In his exhibition Night Lights, Johan Österholm uses photography as a medium for reflecting on evolving conceptions of what constitutes a nightscape and what counts as ‘darkness’. He approaches the subject of light pollution and nocturnal illumination as a kind of historian of light, carefully combining archival material and archaic photographic processes with the glare of artificial city lights as well as the more enigmatic light of the full moon. Among the exhibiting works, the ones called Lantern Smashers depict sparrows who reclaim some darkness for the city, by building nests inside of still-in-use decorative gas lamps. Furthermore we present a series of works made by the artist utilizing actual street lights and photographic emulsion to imprint long obscured sections of the night sky onto antique paper, and glass plates recalling the silhouette of gas-lamp frames. Other pieces unveil instead images of constellations overlapping urban street lamps (Concealer, 2018).

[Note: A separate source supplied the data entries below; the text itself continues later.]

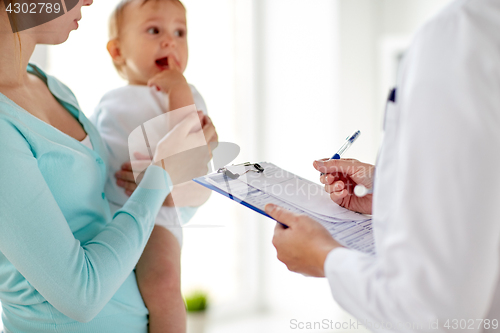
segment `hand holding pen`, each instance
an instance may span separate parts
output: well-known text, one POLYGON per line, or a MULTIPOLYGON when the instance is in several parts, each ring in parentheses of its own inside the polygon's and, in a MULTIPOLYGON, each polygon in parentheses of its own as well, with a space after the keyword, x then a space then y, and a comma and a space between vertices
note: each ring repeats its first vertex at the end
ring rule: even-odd
POLYGON ((371 214, 371 189, 375 167, 354 159, 340 159, 341 154, 352 145, 359 134, 358 131, 347 138, 347 142, 331 159, 315 161, 314 167, 322 172, 320 181, 325 184, 325 191, 335 203, 356 212, 371 214), (364 190, 364 195, 355 195, 361 194, 360 190, 364 190))

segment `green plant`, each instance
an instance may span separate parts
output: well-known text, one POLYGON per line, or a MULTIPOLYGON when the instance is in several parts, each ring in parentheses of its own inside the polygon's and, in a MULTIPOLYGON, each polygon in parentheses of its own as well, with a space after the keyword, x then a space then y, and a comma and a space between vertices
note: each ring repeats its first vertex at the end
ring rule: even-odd
POLYGON ((193 291, 186 295, 184 299, 186 302, 186 310, 188 312, 201 312, 207 309, 207 293, 204 291, 193 291))

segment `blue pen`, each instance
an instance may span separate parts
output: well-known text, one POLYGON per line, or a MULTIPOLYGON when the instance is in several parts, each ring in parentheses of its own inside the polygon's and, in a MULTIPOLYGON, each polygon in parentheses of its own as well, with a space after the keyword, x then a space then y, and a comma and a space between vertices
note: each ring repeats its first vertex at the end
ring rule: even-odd
MULTIPOLYGON (((361 135, 361 131, 356 131, 353 135, 347 137, 346 142, 342 145, 342 147, 340 147, 340 149, 337 151, 337 153, 335 155, 333 155, 332 158, 330 158, 330 159, 331 160, 340 160, 340 156, 342 156, 342 154, 347 149, 349 149, 349 147, 354 143, 354 141, 356 141, 357 138, 359 138, 360 135, 361 135)), ((323 176, 324 173, 321 173, 321 175, 323 176)))

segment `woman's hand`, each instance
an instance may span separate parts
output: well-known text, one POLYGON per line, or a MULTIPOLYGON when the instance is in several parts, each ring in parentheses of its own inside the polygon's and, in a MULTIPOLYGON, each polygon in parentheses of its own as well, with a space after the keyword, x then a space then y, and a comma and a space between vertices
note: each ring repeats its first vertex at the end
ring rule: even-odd
POLYGON ((331 250, 341 247, 328 230, 306 215, 296 215, 281 207, 267 204, 266 213, 278 222, 273 245, 278 259, 289 270, 304 275, 325 276, 324 264, 331 250))
POLYGON ((354 194, 354 188, 358 184, 373 188, 375 166, 354 159, 323 159, 314 161, 313 165, 324 173, 320 181, 335 203, 358 213, 372 213, 373 194, 359 198, 354 194))

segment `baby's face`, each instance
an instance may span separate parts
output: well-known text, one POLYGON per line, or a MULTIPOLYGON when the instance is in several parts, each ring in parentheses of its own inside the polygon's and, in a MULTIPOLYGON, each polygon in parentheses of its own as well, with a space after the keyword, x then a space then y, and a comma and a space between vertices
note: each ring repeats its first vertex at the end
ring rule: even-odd
POLYGON ((182 72, 188 60, 186 11, 177 1, 130 3, 124 10, 119 45, 130 84, 147 85, 168 69, 172 56, 182 72))

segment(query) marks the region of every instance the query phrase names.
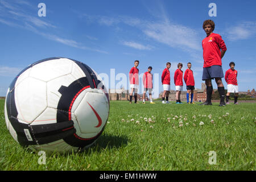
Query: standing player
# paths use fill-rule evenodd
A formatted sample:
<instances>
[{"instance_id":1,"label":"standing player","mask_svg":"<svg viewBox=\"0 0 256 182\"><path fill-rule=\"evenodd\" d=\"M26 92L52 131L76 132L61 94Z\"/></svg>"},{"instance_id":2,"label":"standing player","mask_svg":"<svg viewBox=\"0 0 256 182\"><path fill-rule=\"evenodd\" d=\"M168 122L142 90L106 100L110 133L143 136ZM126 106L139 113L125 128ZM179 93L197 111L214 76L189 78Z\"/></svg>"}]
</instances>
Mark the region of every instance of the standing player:
<instances>
[{"instance_id":1,"label":"standing player","mask_svg":"<svg viewBox=\"0 0 256 182\"><path fill-rule=\"evenodd\" d=\"M174 84L175 84L176 88L176 104L182 104L180 101L180 94L183 88L183 81L182 81L183 71L181 70L183 66L182 63L179 63L177 64L178 69L174 73Z\"/></svg>"},{"instance_id":2,"label":"standing player","mask_svg":"<svg viewBox=\"0 0 256 182\"><path fill-rule=\"evenodd\" d=\"M211 105L213 87L212 80L215 78L220 96L220 106L225 106L225 90L221 78L224 77L221 67L221 59L226 51L226 45L221 36L213 32L215 24L212 20L204 22L203 28L207 34L207 37L202 41L203 49L204 67L202 80L205 81L207 99L201 105Z\"/></svg>"},{"instance_id":3,"label":"standing player","mask_svg":"<svg viewBox=\"0 0 256 182\"><path fill-rule=\"evenodd\" d=\"M137 92L139 88L139 69L137 68L139 61L135 60L134 66L131 68L129 72L130 87L131 92L130 93L130 104L131 104L133 99L133 93L134 92L134 103L137 104Z\"/></svg>"},{"instance_id":4,"label":"standing player","mask_svg":"<svg viewBox=\"0 0 256 182\"><path fill-rule=\"evenodd\" d=\"M163 95L162 96L162 104L170 104L168 101L170 90L171 90L170 68L171 68L171 63L167 62L166 63L166 68L163 70L163 73L162 73L162 84L163 84L164 90ZM166 102L164 102L164 97L166 97Z\"/></svg>"},{"instance_id":5,"label":"standing player","mask_svg":"<svg viewBox=\"0 0 256 182\"><path fill-rule=\"evenodd\" d=\"M191 63L188 63L188 69L184 73L184 81L187 85L187 103L195 104L193 102L195 90L195 80L193 71L191 70ZM189 93L191 93L191 100L189 102Z\"/></svg>"},{"instance_id":6,"label":"standing player","mask_svg":"<svg viewBox=\"0 0 256 182\"><path fill-rule=\"evenodd\" d=\"M226 104L229 104L229 99L230 93L234 93L234 104L238 104L237 98L238 98L238 85L237 84L237 71L234 69L235 64L234 62L229 63L230 69L226 71L225 74L225 80L228 84L228 93L226 96Z\"/></svg>"},{"instance_id":7,"label":"standing player","mask_svg":"<svg viewBox=\"0 0 256 182\"><path fill-rule=\"evenodd\" d=\"M147 68L147 72L146 72L143 74L143 82L144 85L144 92L143 96L143 102L145 104L145 96L147 90L148 91L148 94L150 98L150 104L155 104L153 102L152 100L152 89L153 88L153 76L151 73L152 67L148 67Z\"/></svg>"}]
</instances>

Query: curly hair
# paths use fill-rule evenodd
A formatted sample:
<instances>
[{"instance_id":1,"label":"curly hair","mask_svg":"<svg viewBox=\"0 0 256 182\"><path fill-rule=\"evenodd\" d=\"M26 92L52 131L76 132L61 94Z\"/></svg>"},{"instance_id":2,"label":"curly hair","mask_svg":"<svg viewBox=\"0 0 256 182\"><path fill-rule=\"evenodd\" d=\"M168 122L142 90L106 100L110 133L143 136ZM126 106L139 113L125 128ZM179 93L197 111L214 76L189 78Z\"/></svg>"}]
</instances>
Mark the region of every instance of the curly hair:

Johan Österholm (born 1983 in Borås, Sweden) received his MFA from Malmö Art Academy in 2016. Previous and upcoming exhibition include: Moonlight, Hasselblad Center, Gothenburg; Osmoscosmos, Centre de la Photographie Genève; Back to the Future, Foam, Amsterdam, C/O Berlin & Mai Manó Ház, Budapest; Screens and Mirrors, Borås Museum of Modern Art and La Camera: On the materiality of photography, Palazzo De’ Toschi, Bologna. He has been awarded several residencies, most recently Künstlerhaus Bethanien, Berlin in 2018. He lives and works in Stockholm.